Moonshine, the story of American creativity & Ingenuity
Moonshine is considered an American representation of ingenuity, aversion to authority & creativity.
While Moonshine has an interesting history in America, the modern moonshine is now finding a niche among American drinkers with a wide range of unique flavors. It is not your grandads moonshine.
Irish & Scottish immigrants brought with them to America a time-honored tradition of distilling whiskey. Back home barley was typically used, but when they settled in the Smokey Mountains corn was available.
The Federal government passed in the 1700s, a $2 per gallon tax on whiskey, distillers were not happy about this new tax and decided to avoid the law by distilling at night by the light of the moon. Corn whiskey quickly became known as Moonshine. The term Moonshine originated in Britain, where distillers first distilled their product under the light of the moon to avoid the British taxation of spirits. American distilleries were almost always remote and hard to find, which allowed their continued success. Once Prohibition was enacted, the popularity of Moonshine skyrocketed.

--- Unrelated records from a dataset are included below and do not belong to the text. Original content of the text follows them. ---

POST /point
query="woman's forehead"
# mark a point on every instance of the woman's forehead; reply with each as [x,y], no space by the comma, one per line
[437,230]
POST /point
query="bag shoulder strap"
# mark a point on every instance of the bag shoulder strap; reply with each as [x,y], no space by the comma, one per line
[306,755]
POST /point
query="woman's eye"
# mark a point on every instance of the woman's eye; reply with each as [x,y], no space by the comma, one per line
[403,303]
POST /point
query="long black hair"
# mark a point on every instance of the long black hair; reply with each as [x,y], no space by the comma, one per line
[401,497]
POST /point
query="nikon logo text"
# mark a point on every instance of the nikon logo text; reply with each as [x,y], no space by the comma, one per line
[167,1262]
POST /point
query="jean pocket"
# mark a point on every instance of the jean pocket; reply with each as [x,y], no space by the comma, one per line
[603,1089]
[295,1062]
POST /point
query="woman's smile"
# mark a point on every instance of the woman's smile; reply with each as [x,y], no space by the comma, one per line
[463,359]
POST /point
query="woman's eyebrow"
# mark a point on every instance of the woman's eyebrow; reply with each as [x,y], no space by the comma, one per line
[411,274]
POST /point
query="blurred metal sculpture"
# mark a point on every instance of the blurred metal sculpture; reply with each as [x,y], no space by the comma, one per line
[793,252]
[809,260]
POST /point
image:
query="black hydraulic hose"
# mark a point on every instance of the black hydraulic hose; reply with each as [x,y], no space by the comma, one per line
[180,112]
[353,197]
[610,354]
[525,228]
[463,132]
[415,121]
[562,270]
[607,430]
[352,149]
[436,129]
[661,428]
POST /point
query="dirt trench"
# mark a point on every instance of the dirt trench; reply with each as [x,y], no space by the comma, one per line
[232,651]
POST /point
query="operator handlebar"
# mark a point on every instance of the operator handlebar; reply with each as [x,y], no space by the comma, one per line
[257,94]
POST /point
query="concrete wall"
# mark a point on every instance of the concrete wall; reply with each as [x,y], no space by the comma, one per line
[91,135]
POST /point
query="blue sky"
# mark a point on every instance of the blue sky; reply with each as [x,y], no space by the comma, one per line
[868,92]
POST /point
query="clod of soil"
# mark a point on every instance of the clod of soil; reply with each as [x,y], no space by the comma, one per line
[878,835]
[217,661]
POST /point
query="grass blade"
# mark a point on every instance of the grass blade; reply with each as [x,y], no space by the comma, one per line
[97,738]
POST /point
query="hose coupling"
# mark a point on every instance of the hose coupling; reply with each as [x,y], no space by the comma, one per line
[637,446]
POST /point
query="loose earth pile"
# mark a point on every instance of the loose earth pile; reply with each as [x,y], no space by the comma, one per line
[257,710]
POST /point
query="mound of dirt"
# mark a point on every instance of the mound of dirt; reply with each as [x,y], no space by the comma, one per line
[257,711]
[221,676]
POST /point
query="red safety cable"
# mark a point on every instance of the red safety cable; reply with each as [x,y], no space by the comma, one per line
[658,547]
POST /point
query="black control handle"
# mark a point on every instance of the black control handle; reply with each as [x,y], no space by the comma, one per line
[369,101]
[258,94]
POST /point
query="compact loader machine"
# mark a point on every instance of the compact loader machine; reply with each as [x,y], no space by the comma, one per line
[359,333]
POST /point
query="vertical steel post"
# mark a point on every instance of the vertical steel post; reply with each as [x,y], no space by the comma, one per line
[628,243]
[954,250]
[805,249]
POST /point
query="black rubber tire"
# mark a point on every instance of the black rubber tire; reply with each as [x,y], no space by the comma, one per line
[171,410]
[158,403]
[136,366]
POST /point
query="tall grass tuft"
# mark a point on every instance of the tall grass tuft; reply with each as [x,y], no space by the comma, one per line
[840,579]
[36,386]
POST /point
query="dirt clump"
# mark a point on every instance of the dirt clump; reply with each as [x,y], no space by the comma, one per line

During the 1920s, when demand was at a peak, hidden distilleries needed ‘runner’ to transport their product secretly. These runners’ cars were outfitted with special features to ensure a successful delivery. These former ‘runners’ stated racing these cars after Prohibition ended, this eventually led to the creation of NASCAR. During this time, Moonshine was nicknamed “Mountain Dew”. This common slang eventually became the name of a lemon lime soda bottled in Knoxville, TN in 1932 The lemon-lime soda was originally created to be a chaser for whiskey.
Basic Moonshine needs four ingredients, cornmeal, sugar, water and yeast. Unlike most whiskies, there are no rules for Moonshine, anything goes. Having few regulations to call a libation Moonshine has allowed a plethora of ingenuity and creativity once again making this spirit in demand.